Before WALLACE, Chief Judge, and EUGENE A. WRIGHT and LEAVY, Circuit Judges.


MEMORANDUM

Mierss-Vasquez appeals from his judgment of conviction upon a guilty plea to conspiracy to distribute cocaine in violation of 21 U.S.C. § 846. The district court had jurisdiction pursuant to 18 U.S.C. § 3231, and our jurisdiction is under 18 U.S.C. § 3742 and 28 U.S.C. § 1291. We affirm.

Mierss first contends that the district court erred by adjusting his offense level upward for possession of a firearm during the commission of a narcotics offense, pursuant to U.S.S.G. § 2D1.1(b) (1). We review the district court's finding that Mierss possessed a firearm during the commission of a narcotics offense for clear error. United States v. Garcia, 909 F.2d 1346, 1349 (9th Cir. 1990) (Garcia). The district court's finding that Mierss's coconspirator's possession of a firearm in furtherance of the conspiracy was reasonably foreseeable to Mierss is also reviewed for clear error. Id.

Section 2D1.1(b) (1) requires a two point increase in a defendant's base offense level for possession of a dangerous weapon, including a firearm, during commission of a narcotics offense.
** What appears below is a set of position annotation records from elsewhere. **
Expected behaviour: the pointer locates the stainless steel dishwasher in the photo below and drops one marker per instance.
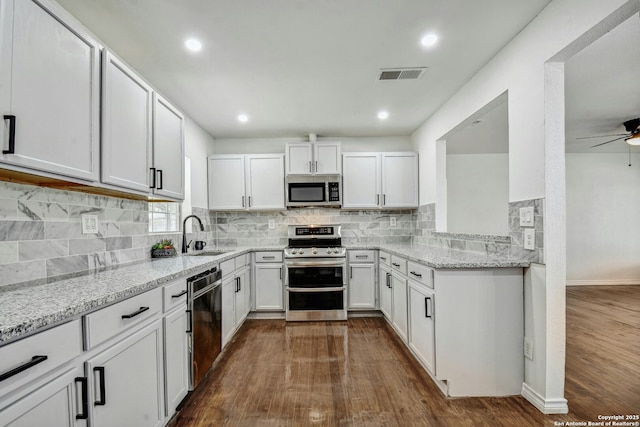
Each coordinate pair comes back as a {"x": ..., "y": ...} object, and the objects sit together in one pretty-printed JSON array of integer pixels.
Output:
[{"x": 205, "y": 324}]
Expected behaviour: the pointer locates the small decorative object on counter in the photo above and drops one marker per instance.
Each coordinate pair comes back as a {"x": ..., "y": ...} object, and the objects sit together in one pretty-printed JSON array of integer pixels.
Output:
[{"x": 163, "y": 249}]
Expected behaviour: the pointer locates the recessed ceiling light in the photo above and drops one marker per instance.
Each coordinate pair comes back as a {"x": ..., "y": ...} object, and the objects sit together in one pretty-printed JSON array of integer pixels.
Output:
[
  {"x": 193, "y": 45},
  {"x": 429, "y": 40}
]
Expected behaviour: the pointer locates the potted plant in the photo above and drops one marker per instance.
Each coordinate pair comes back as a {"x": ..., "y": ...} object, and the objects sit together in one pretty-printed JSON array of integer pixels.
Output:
[{"x": 163, "y": 249}]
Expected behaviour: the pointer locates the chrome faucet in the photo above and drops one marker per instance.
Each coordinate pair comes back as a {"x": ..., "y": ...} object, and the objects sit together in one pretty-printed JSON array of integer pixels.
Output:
[{"x": 184, "y": 231}]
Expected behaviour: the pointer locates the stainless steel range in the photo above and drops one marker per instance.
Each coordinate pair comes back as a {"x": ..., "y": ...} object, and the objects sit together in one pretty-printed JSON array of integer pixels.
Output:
[{"x": 315, "y": 279}]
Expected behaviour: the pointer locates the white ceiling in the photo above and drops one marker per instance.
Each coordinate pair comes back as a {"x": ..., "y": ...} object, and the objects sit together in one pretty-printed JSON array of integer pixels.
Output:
[
  {"x": 305, "y": 66},
  {"x": 601, "y": 89}
]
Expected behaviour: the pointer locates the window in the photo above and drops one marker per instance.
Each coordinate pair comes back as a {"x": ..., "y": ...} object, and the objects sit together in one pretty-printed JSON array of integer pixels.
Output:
[{"x": 164, "y": 217}]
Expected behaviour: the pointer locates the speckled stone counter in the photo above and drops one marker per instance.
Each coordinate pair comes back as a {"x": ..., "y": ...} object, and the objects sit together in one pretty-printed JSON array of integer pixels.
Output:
[
  {"x": 29, "y": 307},
  {"x": 444, "y": 258}
]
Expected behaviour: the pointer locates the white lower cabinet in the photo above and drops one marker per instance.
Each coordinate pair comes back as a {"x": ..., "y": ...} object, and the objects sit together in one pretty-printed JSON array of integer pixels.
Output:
[
  {"x": 60, "y": 402},
  {"x": 422, "y": 324},
  {"x": 126, "y": 381},
  {"x": 399, "y": 304},
  {"x": 176, "y": 360}
]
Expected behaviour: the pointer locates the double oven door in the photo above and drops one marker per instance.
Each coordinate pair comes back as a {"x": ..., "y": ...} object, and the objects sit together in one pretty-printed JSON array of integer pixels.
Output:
[{"x": 315, "y": 289}]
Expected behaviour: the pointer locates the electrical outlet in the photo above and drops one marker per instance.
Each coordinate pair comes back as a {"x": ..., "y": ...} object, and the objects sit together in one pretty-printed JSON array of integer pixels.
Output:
[
  {"x": 528, "y": 348},
  {"x": 529, "y": 239},
  {"x": 89, "y": 224}
]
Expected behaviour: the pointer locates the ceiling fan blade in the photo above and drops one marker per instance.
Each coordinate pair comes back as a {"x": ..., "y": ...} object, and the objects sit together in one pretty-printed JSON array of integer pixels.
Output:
[
  {"x": 602, "y": 143},
  {"x": 603, "y": 136}
]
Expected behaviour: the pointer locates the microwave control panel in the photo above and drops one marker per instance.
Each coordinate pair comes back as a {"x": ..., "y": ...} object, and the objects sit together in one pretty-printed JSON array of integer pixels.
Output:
[{"x": 334, "y": 191}]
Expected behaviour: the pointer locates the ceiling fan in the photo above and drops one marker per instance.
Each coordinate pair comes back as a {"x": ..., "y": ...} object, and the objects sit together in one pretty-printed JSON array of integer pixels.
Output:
[{"x": 632, "y": 137}]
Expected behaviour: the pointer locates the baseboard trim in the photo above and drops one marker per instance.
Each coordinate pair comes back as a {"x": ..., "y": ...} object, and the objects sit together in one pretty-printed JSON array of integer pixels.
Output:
[
  {"x": 615, "y": 282},
  {"x": 546, "y": 406}
]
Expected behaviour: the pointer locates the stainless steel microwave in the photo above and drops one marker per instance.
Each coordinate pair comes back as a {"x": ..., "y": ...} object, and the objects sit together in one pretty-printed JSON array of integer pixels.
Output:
[{"x": 303, "y": 191}]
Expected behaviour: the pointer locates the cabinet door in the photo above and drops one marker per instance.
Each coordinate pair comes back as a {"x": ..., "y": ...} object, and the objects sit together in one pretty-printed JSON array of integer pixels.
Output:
[
  {"x": 386, "y": 294},
  {"x": 58, "y": 403},
  {"x": 176, "y": 360},
  {"x": 228, "y": 308},
  {"x": 399, "y": 302},
  {"x": 326, "y": 157},
  {"x": 226, "y": 182},
  {"x": 168, "y": 149},
  {"x": 361, "y": 180},
  {"x": 127, "y": 379},
  {"x": 269, "y": 287},
  {"x": 50, "y": 81},
  {"x": 265, "y": 181},
  {"x": 422, "y": 324},
  {"x": 299, "y": 158},
  {"x": 362, "y": 286},
  {"x": 126, "y": 126},
  {"x": 399, "y": 180}
]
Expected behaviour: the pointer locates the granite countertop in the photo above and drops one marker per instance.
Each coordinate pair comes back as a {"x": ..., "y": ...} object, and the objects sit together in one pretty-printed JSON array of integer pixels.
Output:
[{"x": 29, "y": 307}]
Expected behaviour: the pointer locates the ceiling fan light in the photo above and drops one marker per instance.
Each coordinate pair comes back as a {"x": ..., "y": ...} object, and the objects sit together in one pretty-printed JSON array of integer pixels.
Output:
[{"x": 633, "y": 139}]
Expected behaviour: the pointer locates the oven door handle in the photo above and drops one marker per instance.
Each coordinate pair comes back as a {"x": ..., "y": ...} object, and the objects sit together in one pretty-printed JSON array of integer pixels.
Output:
[
  {"x": 306, "y": 290},
  {"x": 315, "y": 263}
]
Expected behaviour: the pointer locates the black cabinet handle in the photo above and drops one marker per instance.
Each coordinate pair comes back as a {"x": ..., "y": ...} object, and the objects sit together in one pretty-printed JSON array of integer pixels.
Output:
[
  {"x": 15, "y": 371},
  {"x": 84, "y": 414},
  {"x": 179, "y": 295},
  {"x": 426, "y": 307},
  {"x": 135, "y": 313},
  {"x": 12, "y": 134},
  {"x": 103, "y": 398}
]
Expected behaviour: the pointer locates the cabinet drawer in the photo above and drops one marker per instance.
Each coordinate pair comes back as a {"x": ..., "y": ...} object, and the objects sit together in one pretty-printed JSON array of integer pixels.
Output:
[
  {"x": 361, "y": 256},
  {"x": 420, "y": 273},
  {"x": 269, "y": 256},
  {"x": 115, "y": 319},
  {"x": 384, "y": 258},
  {"x": 228, "y": 267},
  {"x": 399, "y": 264},
  {"x": 175, "y": 294},
  {"x": 241, "y": 261},
  {"x": 39, "y": 354}
]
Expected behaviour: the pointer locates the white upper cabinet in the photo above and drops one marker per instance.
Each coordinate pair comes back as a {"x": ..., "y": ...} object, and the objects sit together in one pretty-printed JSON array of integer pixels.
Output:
[
  {"x": 240, "y": 182},
  {"x": 307, "y": 158},
  {"x": 126, "y": 126},
  {"x": 399, "y": 180},
  {"x": 49, "y": 91},
  {"x": 168, "y": 150},
  {"x": 380, "y": 180}
]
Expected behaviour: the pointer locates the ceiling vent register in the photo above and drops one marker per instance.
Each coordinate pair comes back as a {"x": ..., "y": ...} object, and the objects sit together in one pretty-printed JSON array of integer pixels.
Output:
[{"x": 401, "y": 73}]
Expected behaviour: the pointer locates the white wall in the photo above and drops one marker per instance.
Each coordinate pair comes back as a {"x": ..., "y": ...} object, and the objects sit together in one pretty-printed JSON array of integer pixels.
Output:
[
  {"x": 520, "y": 69},
  {"x": 603, "y": 208},
  {"x": 277, "y": 145},
  {"x": 478, "y": 193},
  {"x": 198, "y": 144}
]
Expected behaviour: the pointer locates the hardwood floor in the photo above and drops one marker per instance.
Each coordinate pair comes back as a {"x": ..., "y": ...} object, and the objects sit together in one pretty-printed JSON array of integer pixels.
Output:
[{"x": 358, "y": 373}]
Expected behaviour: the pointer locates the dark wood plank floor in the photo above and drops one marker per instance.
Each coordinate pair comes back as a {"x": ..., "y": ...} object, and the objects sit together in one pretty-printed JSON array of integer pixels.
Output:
[{"x": 358, "y": 373}]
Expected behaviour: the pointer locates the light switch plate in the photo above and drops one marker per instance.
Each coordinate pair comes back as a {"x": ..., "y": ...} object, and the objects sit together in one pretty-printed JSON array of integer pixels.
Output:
[
  {"x": 89, "y": 224},
  {"x": 526, "y": 217},
  {"x": 529, "y": 239}
]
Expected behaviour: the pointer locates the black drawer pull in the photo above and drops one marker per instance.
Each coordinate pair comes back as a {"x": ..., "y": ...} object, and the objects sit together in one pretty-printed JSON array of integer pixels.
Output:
[
  {"x": 135, "y": 313},
  {"x": 12, "y": 134},
  {"x": 103, "y": 398},
  {"x": 15, "y": 371},
  {"x": 85, "y": 398},
  {"x": 179, "y": 295}
]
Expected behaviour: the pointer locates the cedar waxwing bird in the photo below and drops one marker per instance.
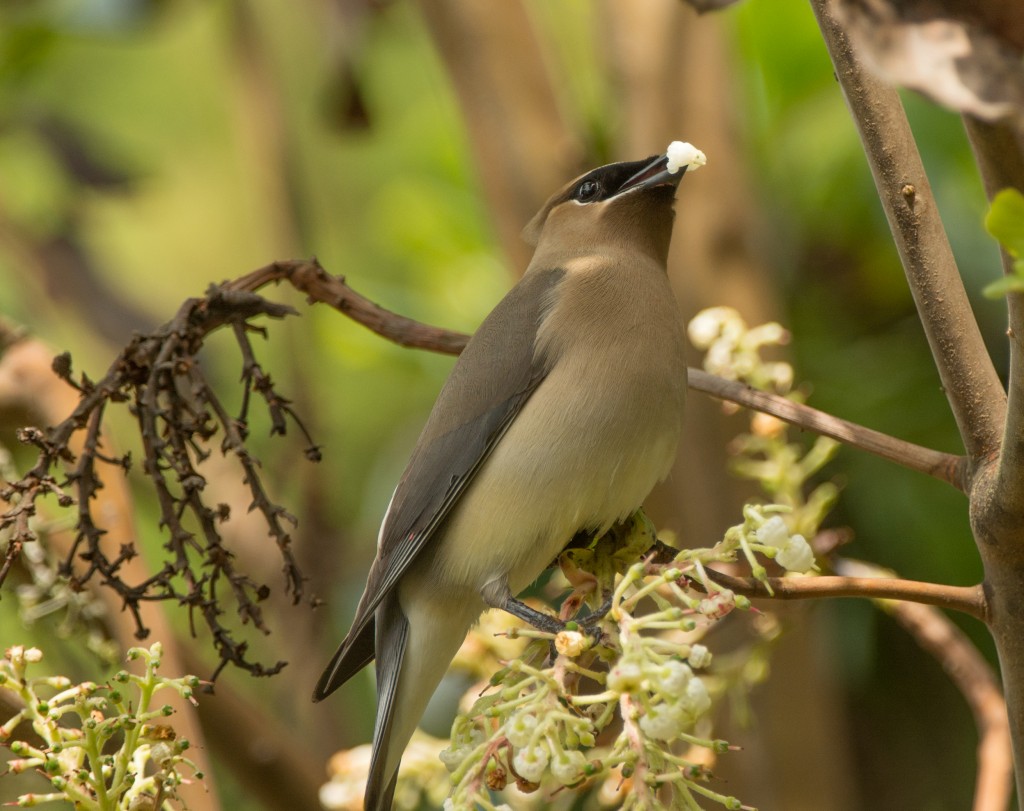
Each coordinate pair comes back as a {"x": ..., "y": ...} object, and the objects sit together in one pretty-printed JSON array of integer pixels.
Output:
[{"x": 561, "y": 414}]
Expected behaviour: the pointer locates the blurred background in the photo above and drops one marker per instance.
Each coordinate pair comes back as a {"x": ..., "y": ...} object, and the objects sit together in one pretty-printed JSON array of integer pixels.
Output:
[{"x": 151, "y": 147}]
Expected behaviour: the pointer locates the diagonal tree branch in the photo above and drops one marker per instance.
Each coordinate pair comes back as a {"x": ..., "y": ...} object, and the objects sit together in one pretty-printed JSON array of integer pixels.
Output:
[
  {"x": 973, "y": 677},
  {"x": 972, "y": 387},
  {"x": 945, "y": 467},
  {"x": 320, "y": 286},
  {"x": 969, "y": 599}
]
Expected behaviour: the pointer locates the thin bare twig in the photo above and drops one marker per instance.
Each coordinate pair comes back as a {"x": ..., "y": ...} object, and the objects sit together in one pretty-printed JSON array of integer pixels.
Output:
[
  {"x": 998, "y": 151},
  {"x": 971, "y": 385}
]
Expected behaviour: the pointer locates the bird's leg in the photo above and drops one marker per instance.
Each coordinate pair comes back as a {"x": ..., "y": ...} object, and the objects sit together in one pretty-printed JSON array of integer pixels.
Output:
[{"x": 497, "y": 595}]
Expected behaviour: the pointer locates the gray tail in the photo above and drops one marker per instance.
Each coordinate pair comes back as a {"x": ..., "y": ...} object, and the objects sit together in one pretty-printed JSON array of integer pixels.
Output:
[
  {"x": 355, "y": 652},
  {"x": 392, "y": 639}
]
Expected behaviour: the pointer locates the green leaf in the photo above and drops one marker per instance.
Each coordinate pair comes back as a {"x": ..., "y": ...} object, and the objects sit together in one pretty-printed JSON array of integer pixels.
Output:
[{"x": 1006, "y": 221}]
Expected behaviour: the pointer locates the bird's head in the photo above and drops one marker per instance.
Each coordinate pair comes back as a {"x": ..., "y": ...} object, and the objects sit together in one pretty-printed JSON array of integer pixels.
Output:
[{"x": 620, "y": 205}]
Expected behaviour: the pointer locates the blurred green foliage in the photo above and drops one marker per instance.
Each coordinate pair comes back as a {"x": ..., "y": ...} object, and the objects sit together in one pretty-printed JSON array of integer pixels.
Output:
[{"x": 180, "y": 142}]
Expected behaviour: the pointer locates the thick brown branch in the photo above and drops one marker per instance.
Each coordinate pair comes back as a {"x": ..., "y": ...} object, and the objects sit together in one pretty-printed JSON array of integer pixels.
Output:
[
  {"x": 308, "y": 276},
  {"x": 945, "y": 467},
  {"x": 972, "y": 387},
  {"x": 969, "y": 599}
]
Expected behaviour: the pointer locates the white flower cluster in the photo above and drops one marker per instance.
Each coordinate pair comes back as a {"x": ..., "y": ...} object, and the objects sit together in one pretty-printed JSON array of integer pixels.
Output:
[
  {"x": 764, "y": 531},
  {"x": 671, "y": 696},
  {"x": 792, "y": 551},
  {"x": 732, "y": 349}
]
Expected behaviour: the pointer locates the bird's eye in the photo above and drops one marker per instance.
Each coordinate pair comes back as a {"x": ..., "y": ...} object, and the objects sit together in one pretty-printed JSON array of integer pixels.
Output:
[{"x": 588, "y": 190}]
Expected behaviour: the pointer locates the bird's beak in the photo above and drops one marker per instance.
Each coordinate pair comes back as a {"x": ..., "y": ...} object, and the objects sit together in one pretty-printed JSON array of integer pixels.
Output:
[{"x": 653, "y": 174}]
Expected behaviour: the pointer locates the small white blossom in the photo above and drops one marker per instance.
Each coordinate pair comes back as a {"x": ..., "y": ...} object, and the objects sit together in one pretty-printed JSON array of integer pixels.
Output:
[
  {"x": 519, "y": 729},
  {"x": 773, "y": 532},
  {"x": 682, "y": 154},
  {"x": 796, "y": 555},
  {"x": 672, "y": 677},
  {"x": 530, "y": 762},
  {"x": 664, "y": 722},
  {"x": 717, "y": 605},
  {"x": 697, "y": 698},
  {"x": 567, "y": 766},
  {"x": 699, "y": 656}
]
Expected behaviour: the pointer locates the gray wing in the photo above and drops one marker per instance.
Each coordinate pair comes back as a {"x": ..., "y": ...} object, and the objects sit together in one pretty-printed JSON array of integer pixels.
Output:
[{"x": 492, "y": 381}]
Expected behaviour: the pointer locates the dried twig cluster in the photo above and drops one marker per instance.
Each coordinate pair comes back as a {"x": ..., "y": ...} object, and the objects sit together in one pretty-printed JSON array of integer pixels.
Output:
[{"x": 160, "y": 379}]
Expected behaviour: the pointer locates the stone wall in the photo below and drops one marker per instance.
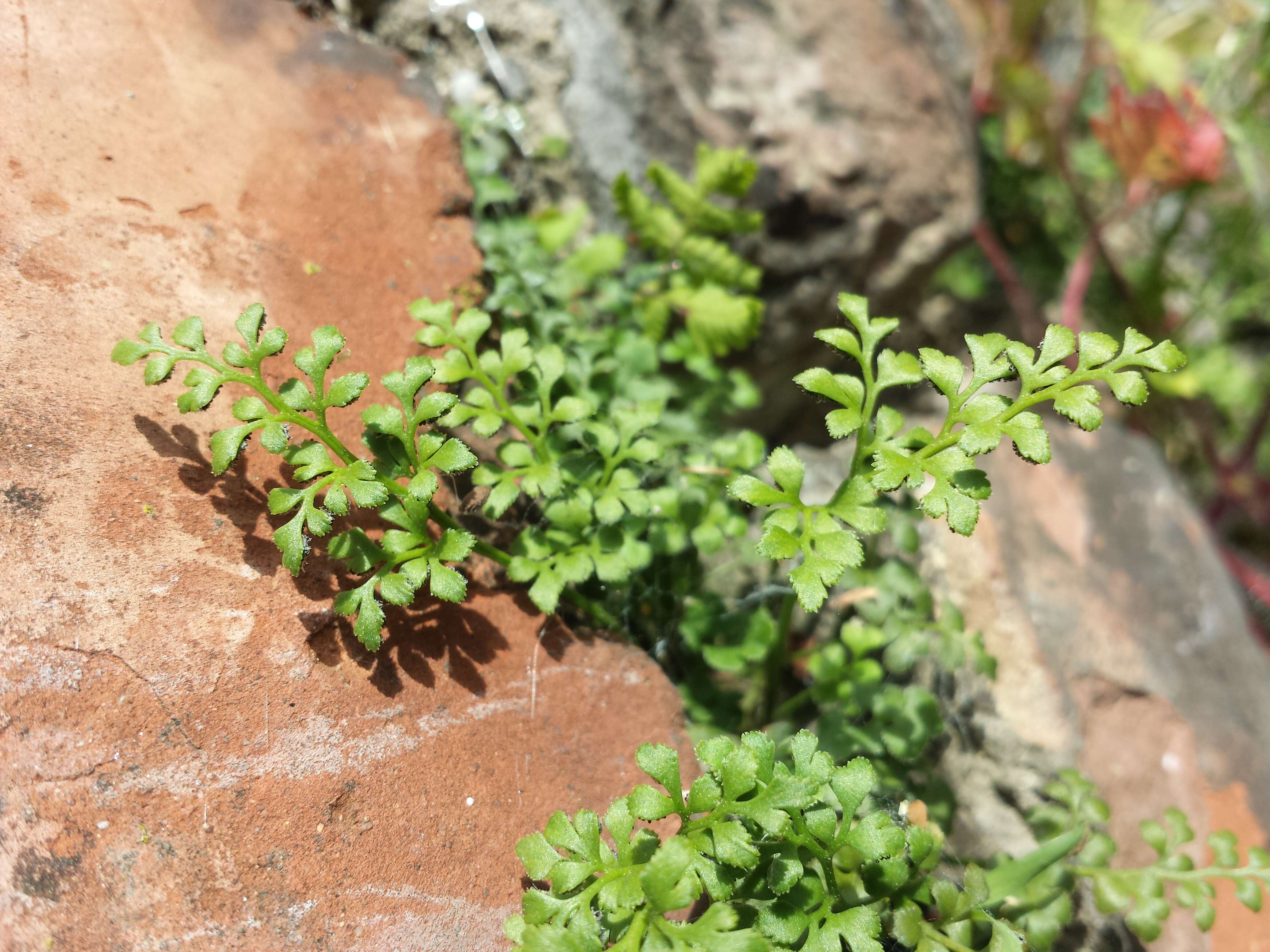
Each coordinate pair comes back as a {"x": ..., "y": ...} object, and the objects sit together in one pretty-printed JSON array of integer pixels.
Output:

By application of U.S.S.G. § 1B1.3(a) (1), which requires consideration of all acts and omissions occurring during commission of the crime including, in cases of conspiracy, acts of coconspirators "reasonably foreseeable by the defendant," id. at comment. (n. 1), a defendant convicted of conspiracy in a narcotics offense may receive this upward adjustment for a coconspirator's possession of a firearm if such possession was reasonably foreseeable by the defendant. United States v. Kelso, 942 F.2d 680, 682 n. 3 (9th Cir. 1991) (Kelso). Drug trafficking is a dangerous, violent business in which a coconspirator's possession of a firearm is reasonably foreseeable for purposes of sentence enhancement. Garcia, 909 F.2d at 1350; United States v. Willis, 899 F.2d 873, 875 (9th Cir. 1990) (Willis).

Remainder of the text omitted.